We focus on decisions people make after the conference, the projects they launch, and the changes that unfold months later.
We measure not attendance—but outcomes.
The value of education is defined by transformation.
What challenges arise with scaling?
Tamara Zhukova:
The primary challenge is maintaining depth as you grow.
Scale always carries the risk of simplification and loss of meaning, so we deliberately balance growth with quality.
Another critical factor is the team. Strong results are only possible when people share the same values and approach.
Oleksandra Seidametova:
The main challenge areas:
— financial (large investments in events and media);
— operational (managing scale and quality);
— reputational (increased responsibility).
We don’t avoid risks—we manage them. That’s part of entrepreneurship.
Elizaveta Chupryna:
I see these as working challenges. Growth always requires new solutions—from managing large venues to launching new products.

Are there plans to expand internationally?
Elizaveta Chupryna:
For us, it is essential to show that Ukrainian professionals are not only capable of working within European institutions, but also of bringing real value to them. This must be done thoughtfully — through integration, through respect for the environment, while maintaining a clear understanding of one’s own expertise.
This is not a fast process. It unfolds through small, consistent steps taken by each educator: visibility, growth, communication, a presence on social media, and active participation in professional events.
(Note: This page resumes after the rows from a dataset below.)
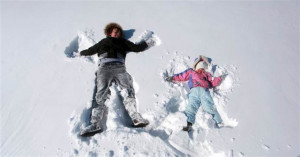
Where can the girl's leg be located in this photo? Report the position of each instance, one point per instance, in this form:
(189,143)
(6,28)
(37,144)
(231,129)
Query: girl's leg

Through conferences, media, and communities, we have the ability to amplify this message.
Our goal is to show the world that Ukraine is a strong educational nation.
This is our long-term vision for the next decade.
We believe in our people — in our women: strong, intelligent, and proactive. And we are confident that they are capable not only of integrating, but of strengthening the European educational landscape.
Oleksandra Seidametova:
Our goal is to build professional communities across Europe and integrate Ukrainian experience into the global landscape.
We position ourselves as partners who bring value.
Tamara Zhukova:
This is a long-term strategy: through events, media, and communities, we aim to position Ukraine as a strong educational country.
Ukrainian education has clear strengths—flexibility, depth, and the ability to operate in complex conditions.
On the international level, we are not only integrating—we are shaping new approaches: sharing expertise, creating formats, and connecting professionals.
We see this conference as a platform that defines a modern educational culture—practical, adaptive, and scalable.